If the initial blood pressure measurement indicates an elevation, the woman should be allowed to relax and have a repeat measurement performed, maintaining position used for initial measurement.⁵ In using electronic blood pressure devices, there is a normal widening of the pulse pressure compared with that in manual readings; however, the mean arterial pressure is unchanged.^50,51 The main point to remember is that blood pressure measurements should be taken in a consistent manner, because assessments focus on blood pressure trends that develop with passing time, not a single reading.

The presence of edema plus hypertension or proteinuria warrants additional investigation. Edema is assessed by distribution and degree. Assessments are directed at signs of cardiopulmonary and renal involvement, indicating worsening of disease.

Respiratory Assessment. Respiratory assessments are performed to identify signs of pulmonary edema, respiratory compromise, or magnesium toxicity. Respiratory rate is evaluated for rate, quality, and pattern, especially if receiving magnesium sulfate, to identify early signs of toxicity. Labored respirations or use of the accessory muscles are assessed. Breath sounds are auscultated every shift, or more often if indicated, to identify diminished breath sounds, crackles, or wheezes; pulmonary edema can develop very quickly. Tachypnea and tachycardia are early signs of evolving pulmonary edema. Skin color and mucous membranes are assessed for the presence of cyanosis, which may indicate problems with oxygenation or perfusion. Monitoring oxygenation status with pulse oximetry is performed as indicated by the woman's clinical condition and response to therapy. However, pulse oximetry should not replace clinical assessments.

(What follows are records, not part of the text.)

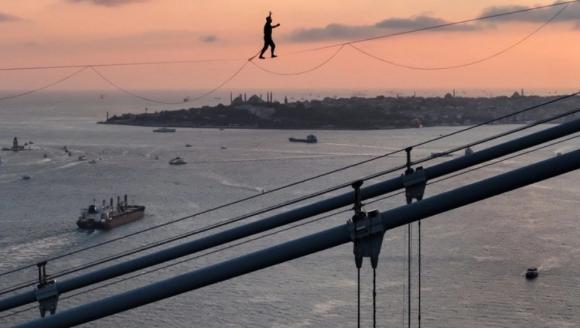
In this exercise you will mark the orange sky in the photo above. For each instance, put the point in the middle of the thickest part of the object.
(61, 32)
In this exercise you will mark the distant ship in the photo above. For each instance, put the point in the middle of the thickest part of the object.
(177, 161)
(309, 139)
(164, 130)
(109, 216)
(441, 154)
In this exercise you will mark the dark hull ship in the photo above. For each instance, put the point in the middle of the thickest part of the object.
(109, 216)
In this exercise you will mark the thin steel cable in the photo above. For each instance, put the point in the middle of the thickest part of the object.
(226, 222)
(50, 85)
(136, 63)
(306, 71)
(210, 227)
(463, 65)
(378, 37)
(439, 26)
(156, 101)
(300, 225)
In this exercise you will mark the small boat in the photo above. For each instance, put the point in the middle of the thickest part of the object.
(109, 216)
(532, 273)
(164, 130)
(177, 161)
(441, 154)
(309, 139)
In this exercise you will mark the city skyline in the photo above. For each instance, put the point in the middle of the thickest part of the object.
(79, 32)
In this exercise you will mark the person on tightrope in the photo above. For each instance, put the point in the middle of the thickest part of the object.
(268, 42)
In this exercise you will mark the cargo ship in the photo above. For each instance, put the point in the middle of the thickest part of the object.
(309, 139)
(107, 217)
(164, 130)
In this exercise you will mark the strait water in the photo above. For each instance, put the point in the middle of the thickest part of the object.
(473, 257)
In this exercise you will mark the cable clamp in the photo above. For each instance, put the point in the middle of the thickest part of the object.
(414, 180)
(46, 291)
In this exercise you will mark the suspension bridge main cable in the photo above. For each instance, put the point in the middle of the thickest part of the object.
(295, 226)
(467, 64)
(239, 218)
(292, 184)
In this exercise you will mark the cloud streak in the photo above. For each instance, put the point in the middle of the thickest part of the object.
(108, 3)
(337, 31)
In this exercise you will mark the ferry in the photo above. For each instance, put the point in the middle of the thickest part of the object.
(309, 139)
(177, 161)
(109, 216)
(164, 130)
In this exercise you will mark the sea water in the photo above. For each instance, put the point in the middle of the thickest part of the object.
(473, 258)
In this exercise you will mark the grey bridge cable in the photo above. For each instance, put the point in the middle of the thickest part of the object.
(466, 64)
(26, 93)
(292, 227)
(366, 161)
(239, 218)
(343, 168)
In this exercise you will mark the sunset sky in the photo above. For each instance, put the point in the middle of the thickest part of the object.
(65, 32)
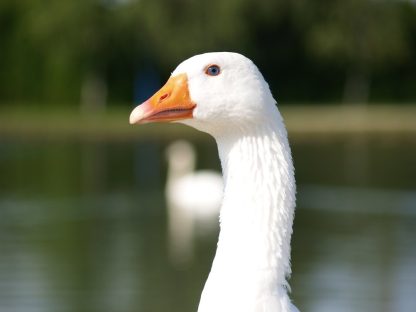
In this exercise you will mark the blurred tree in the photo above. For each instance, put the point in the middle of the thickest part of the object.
(359, 35)
(90, 51)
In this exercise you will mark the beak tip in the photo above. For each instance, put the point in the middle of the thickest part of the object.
(135, 116)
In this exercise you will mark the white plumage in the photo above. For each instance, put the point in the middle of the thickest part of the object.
(225, 95)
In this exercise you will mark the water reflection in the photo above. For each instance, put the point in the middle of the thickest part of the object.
(83, 227)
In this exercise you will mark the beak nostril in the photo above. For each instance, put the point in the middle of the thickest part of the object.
(164, 96)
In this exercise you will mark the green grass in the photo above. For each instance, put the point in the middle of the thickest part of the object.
(300, 120)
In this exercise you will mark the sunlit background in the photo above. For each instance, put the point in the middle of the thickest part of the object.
(85, 224)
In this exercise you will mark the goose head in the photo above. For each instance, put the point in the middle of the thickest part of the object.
(212, 92)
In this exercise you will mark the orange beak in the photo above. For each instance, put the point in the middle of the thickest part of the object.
(172, 102)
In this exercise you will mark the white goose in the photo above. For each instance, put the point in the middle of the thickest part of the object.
(193, 200)
(225, 95)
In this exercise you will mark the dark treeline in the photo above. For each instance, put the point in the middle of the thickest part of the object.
(104, 52)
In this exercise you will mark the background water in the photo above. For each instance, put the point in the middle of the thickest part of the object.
(83, 226)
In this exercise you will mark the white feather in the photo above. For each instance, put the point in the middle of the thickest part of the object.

Renal Assessment. Renal assessments are performed to identify signs of renal failure. The volume of urinary output is evaluated every 1 to 4 hours. The output should be at least 25 to 30 mL/hour or 100 mL/4-hour period. If oliguria is present (less than 25 mL/hour) or serum creatinine is elevated, the woman is at increased risk for magnesium toxicity. Urine is evaluated for protein by dipstick analysis. However, testing proteinuria by dipstick analysis may be a poor substitute for a 24-hour urine in women with preeclampsia or the HELLP syndrome.²⁷ A 24-hour urine collection for total protein and creatinine clearance is a more accurate measure of renal function.

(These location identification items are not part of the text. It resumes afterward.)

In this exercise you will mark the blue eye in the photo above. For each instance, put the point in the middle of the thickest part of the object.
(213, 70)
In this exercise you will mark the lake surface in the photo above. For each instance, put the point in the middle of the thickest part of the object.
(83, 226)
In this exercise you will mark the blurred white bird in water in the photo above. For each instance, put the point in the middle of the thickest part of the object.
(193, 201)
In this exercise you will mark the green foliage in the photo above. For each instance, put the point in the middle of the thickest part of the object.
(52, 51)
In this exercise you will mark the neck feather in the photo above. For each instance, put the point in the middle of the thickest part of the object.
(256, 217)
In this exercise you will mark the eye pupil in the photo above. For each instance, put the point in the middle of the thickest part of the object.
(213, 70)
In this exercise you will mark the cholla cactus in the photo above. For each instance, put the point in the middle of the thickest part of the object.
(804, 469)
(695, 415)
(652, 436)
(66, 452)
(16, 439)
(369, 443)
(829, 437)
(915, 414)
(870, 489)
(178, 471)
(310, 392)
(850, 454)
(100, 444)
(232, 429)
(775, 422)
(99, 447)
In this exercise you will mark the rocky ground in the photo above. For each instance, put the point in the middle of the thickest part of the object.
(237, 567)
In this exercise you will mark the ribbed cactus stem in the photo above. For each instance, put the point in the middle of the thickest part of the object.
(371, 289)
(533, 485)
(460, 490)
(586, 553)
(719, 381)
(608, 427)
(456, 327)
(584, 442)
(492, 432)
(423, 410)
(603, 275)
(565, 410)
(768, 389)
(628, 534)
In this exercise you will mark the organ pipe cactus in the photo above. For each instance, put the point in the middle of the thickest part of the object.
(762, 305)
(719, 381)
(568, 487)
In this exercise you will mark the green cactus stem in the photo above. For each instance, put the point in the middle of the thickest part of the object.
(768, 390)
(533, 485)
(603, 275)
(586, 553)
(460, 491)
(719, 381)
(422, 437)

Laboratory evaluation of renal function includes electrolytes, blood urea nitrogen (BUN), serum creatinine, serum protein, and uric acid determinations. A normal serum creatinine value during pregnancy is less than 1 mg/dL and a normal creatinine clearance is 115 to 150 mL/minute.⁵² As serum creatinine increases or creatinine clearance declines, the woman is at increased risk for magnesium toxicity or renal impairment. Creatinine clearance approximates glomerular filtration rate and may be calculated by the following formula:⁵³

CrCl = (140 - age) X weight(kg) X 0.85
72 X serumCr
Placement of an indwelling Foley catheter with urometer facilitates accurate assessment of fluid balance and early signs of renal compromise. The presence of oliguria in the woman laboring with a Foley catheter may indicate fetal descent, causing a mechanical obstruction of the catheter.

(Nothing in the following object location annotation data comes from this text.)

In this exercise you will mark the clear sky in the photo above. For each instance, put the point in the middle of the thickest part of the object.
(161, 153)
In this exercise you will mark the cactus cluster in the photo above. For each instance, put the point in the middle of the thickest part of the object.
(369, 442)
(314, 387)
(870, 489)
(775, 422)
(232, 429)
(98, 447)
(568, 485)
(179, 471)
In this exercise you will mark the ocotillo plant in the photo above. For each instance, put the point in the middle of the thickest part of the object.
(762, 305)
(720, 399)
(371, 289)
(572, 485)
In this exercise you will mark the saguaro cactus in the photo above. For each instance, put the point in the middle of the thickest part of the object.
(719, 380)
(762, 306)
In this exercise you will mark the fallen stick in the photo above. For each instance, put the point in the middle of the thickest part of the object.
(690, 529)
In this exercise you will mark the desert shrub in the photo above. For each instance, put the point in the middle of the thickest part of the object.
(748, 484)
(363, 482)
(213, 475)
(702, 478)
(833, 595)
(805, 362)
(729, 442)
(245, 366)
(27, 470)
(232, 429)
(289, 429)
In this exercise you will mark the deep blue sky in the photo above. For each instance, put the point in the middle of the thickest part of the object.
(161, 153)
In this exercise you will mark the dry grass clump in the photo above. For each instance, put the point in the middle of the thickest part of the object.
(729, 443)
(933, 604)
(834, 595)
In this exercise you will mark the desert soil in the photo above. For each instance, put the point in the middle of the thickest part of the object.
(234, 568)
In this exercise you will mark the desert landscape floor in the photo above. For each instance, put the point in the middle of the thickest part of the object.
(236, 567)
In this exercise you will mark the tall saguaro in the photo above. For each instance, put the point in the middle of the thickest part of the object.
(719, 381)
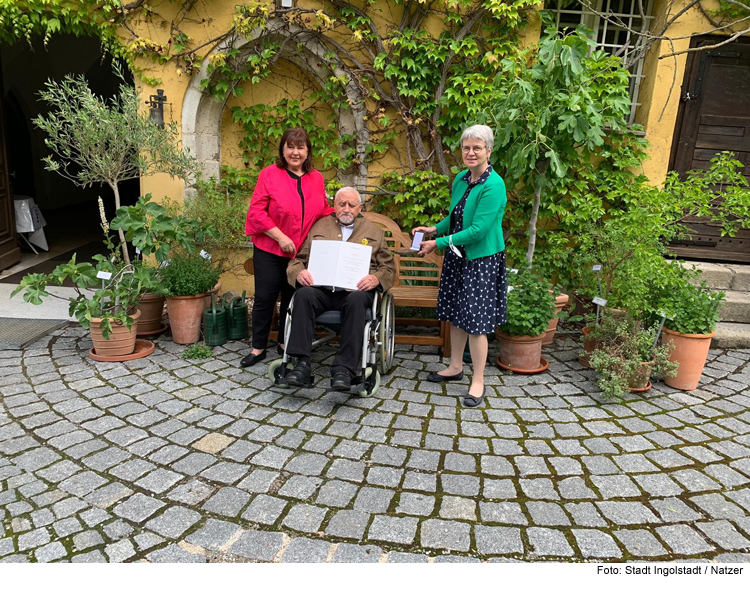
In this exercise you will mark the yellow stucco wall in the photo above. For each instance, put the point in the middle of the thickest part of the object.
(659, 95)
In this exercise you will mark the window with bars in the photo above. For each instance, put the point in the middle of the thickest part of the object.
(614, 34)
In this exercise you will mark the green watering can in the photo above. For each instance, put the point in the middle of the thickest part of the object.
(214, 324)
(237, 318)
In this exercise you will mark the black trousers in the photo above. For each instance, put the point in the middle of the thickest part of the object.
(270, 280)
(310, 302)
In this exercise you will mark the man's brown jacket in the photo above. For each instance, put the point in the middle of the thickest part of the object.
(365, 232)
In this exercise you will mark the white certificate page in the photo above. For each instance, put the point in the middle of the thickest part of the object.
(338, 264)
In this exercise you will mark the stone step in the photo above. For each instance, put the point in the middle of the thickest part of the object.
(731, 335)
(736, 307)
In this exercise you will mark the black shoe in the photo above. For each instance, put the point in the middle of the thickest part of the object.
(470, 401)
(436, 377)
(252, 359)
(300, 375)
(341, 380)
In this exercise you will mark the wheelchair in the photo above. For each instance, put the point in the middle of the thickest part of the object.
(379, 339)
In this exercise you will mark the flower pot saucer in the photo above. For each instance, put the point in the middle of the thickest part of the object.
(152, 333)
(142, 349)
(543, 365)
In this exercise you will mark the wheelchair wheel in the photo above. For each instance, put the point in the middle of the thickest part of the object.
(372, 382)
(274, 372)
(387, 334)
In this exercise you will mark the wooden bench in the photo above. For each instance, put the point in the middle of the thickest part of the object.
(416, 286)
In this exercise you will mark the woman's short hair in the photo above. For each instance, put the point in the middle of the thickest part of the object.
(479, 132)
(296, 136)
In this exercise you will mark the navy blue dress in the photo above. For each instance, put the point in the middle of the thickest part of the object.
(472, 293)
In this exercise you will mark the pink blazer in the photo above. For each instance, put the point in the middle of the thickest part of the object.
(277, 202)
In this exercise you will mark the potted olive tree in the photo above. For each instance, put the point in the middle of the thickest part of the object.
(530, 307)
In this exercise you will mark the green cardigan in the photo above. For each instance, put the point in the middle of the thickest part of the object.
(483, 217)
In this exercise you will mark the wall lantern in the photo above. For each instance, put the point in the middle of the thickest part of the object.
(156, 107)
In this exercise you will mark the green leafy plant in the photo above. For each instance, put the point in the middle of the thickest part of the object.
(197, 351)
(417, 199)
(98, 142)
(113, 299)
(153, 230)
(627, 356)
(530, 305)
(187, 275)
(553, 105)
(690, 308)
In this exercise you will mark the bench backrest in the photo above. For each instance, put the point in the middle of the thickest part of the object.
(412, 269)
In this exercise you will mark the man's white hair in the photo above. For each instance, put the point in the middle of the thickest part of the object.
(350, 190)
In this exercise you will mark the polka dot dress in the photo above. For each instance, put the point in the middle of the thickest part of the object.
(472, 293)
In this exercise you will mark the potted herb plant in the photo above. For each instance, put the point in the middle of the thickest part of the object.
(530, 307)
(628, 355)
(692, 313)
(188, 280)
(154, 230)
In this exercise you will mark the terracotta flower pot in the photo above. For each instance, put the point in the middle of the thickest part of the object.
(120, 342)
(560, 302)
(691, 352)
(185, 316)
(522, 352)
(152, 309)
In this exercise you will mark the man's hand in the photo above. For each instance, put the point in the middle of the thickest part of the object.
(305, 278)
(427, 246)
(286, 243)
(368, 282)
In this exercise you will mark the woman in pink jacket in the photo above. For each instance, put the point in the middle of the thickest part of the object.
(288, 199)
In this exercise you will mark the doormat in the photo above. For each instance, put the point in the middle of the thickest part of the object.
(16, 333)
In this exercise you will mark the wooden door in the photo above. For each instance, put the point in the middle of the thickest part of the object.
(10, 254)
(714, 116)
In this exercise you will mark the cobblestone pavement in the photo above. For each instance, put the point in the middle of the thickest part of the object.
(169, 460)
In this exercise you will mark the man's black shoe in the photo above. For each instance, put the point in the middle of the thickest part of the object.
(300, 375)
(341, 380)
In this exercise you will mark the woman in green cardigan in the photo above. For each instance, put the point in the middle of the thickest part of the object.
(472, 285)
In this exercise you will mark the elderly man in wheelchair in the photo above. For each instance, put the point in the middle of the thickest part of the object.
(364, 326)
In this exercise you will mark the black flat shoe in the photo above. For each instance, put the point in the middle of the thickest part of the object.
(300, 376)
(341, 381)
(470, 401)
(436, 377)
(252, 359)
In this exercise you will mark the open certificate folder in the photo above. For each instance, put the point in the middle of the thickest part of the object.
(338, 264)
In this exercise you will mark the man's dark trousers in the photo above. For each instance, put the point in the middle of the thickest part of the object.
(311, 302)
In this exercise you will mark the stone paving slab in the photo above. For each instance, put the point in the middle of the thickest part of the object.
(167, 460)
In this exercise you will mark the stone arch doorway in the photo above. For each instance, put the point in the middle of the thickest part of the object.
(202, 113)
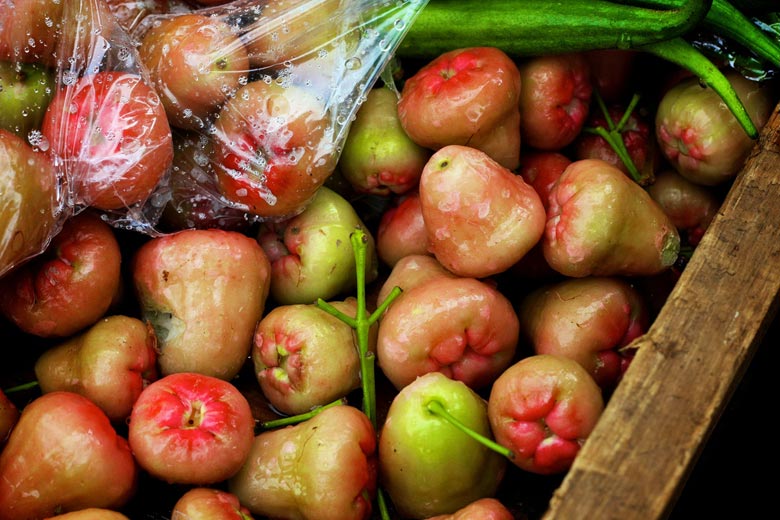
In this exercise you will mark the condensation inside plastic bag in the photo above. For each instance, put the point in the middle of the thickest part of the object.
(275, 126)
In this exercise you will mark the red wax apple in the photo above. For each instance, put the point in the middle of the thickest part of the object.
(195, 62)
(71, 285)
(554, 100)
(203, 503)
(543, 408)
(112, 133)
(110, 364)
(466, 97)
(461, 327)
(190, 428)
(273, 148)
(480, 217)
(203, 290)
(64, 455)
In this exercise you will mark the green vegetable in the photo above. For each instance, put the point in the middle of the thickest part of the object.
(536, 27)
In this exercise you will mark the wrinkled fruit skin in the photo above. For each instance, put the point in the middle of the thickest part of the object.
(89, 465)
(304, 357)
(71, 285)
(554, 100)
(600, 222)
(189, 428)
(543, 408)
(700, 136)
(427, 466)
(588, 320)
(378, 157)
(467, 97)
(323, 468)
(204, 292)
(110, 363)
(311, 254)
(480, 217)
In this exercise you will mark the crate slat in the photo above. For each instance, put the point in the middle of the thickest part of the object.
(636, 462)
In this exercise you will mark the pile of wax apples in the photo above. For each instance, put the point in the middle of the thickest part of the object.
(452, 309)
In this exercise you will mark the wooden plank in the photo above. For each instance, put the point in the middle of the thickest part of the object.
(635, 463)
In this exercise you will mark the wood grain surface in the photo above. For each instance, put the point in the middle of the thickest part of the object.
(636, 461)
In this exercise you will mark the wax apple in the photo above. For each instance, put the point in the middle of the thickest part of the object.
(590, 320)
(480, 217)
(189, 428)
(690, 206)
(378, 157)
(110, 363)
(482, 509)
(64, 455)
(699, 135)
(202, 503)
(71, 285)
(554, 100)
(543, 408)
(427, 466)
(204, 292)
(196, 62)
(465, 97)
(273, 148)
(401, 230)
(461, 327)
(322, 468)
(25, 92)
(111, 131)
(304, 357)
(29, 206)
(311, 254)
(600, 222)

Hematologic Assessment. Hematologic assessments are monitored to identify signs of hemolysis, coagulation defects, and decreased oxygen carrying capacity. Monitoring of RBC count can identify anemia or the presence of hemolysis, both of which decrease oxygen-carrying capacity. Morphologic study of RBC will also indicate the presence of hemolysis, in that Burr cells and schistocytes will be present. Determining the status of platelet number and function identifies an evolving coagulopathy. Women are at increased risk of hemorrhage once platelet counts fall below 100,000 X 10⁹/L.⁵⁴

Central Nervous System Assessment. Assessments of the CNS are performed to identify signs of hypoxemia, increasing CNS irritability, increasing intracranial pressure, cerebral hemorrhage, and magnesium toxicity. For the woman receiving magnesium sulfate, deep tendon reflexes (DTRs) are assessed and the findings recorded. The most frequent DTRs evaluated are knee-jerk response. Deep tendon reflexes should be present, but not hyperactive (1+ to 2+). The evaluation of DTR is especially important if the woman is being treated with magnesium sulfate; absence of DTR is an early indication of impending magnesium toxicity. Assess the woman's level of consciousness and identify changes in behavior or the presence of apprehension, anxiety, or restlessness. Such findings may be early indications of evolving pulmonary edema or hypoxemia. The presence of a headache, visual changes or changes in behavior or level of mentation may be early signs of increasing intracranial pressure.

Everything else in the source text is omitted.